Flood walls are architectural structure designed to contain water from lakes, rivers or other waterways in the event that they rise to abnormal levels. Flood walls differ from drainage canals primarily because of how they're used. Flood walls are more common in areas where space is limited or where larger designs may interfere with existing buildings, businesses or other structures. Though very useful, flood walls have limitations and disadvantages.
Flood walls are the preferred choice for narrow areas. Though they may be built to any height, due to cost, aesthetics and several other factors, the height is generally limited to approximately 1.2 m (4 feet). This height may not be sufficient if water levels rise higher that what is expected. After three or four days, water will begin to seep through the structure, meaning a flood wall is not enough for extended periods of flooding. If failure does occur, the resulting damage is the same as if there is no protection.
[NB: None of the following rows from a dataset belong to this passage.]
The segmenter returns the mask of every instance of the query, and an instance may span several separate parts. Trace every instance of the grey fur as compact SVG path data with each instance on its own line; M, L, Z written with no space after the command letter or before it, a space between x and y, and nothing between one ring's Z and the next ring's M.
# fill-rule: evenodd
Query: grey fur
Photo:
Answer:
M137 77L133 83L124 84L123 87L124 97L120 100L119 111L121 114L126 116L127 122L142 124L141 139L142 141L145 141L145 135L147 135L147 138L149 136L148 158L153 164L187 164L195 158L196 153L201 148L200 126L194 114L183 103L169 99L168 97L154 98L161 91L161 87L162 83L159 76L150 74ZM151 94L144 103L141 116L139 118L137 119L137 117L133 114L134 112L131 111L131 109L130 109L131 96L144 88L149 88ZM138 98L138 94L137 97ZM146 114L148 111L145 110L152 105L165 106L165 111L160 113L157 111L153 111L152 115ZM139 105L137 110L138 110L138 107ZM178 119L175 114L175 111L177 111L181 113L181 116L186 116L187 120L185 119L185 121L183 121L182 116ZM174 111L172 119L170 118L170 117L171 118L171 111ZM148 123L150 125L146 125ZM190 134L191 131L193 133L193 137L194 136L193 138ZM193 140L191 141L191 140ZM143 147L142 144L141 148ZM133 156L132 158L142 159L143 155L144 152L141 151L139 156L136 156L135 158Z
The design and application of a flood wall must be executed very carefully, as a structure that is poorly or incorrectly designed could have disastrous consequences. Among the most serious consequences is damage to local drainage, which may lead to flooding of other towns or cities. A single flood wall should be used as part of a well-designed flood plan, part of which will include a way to redirect water without causing other problems.
Most modern flood walls are traditionally built using concrete that may or may not also include masonry work. This material is substantial enough to stay strong against heavy water pressure without breaking or being upended. The cost of concrete, particularly in such large amounts, may cause serious strain on a budget. According to Louisiana State University, the cost of building a 1.2 m (4 foot) flood wall as of 1998 was approximately £78 per linear foot. This figure doesn't include the annual cost of maintenance and repairs if necessary.
Evacuation and insurance
In areas where flooding is a fairly regular occurrence, flood walls will not be enough to prevent evacuation. Flood walls are also ineffective at reducing the cost of flood insurance for homeowners in areas prone to flooding. Though helpful, these structures don't always cure flooding problems. One example of this is the flood wall and levee failures of New Orleans, Louisiana, during Hurricane Katrina. This event showed that no matter how prepared, flood walls may not be enough to prevent serious damage, and that regular maintenance and care is an essential part of keeping flood walls operational.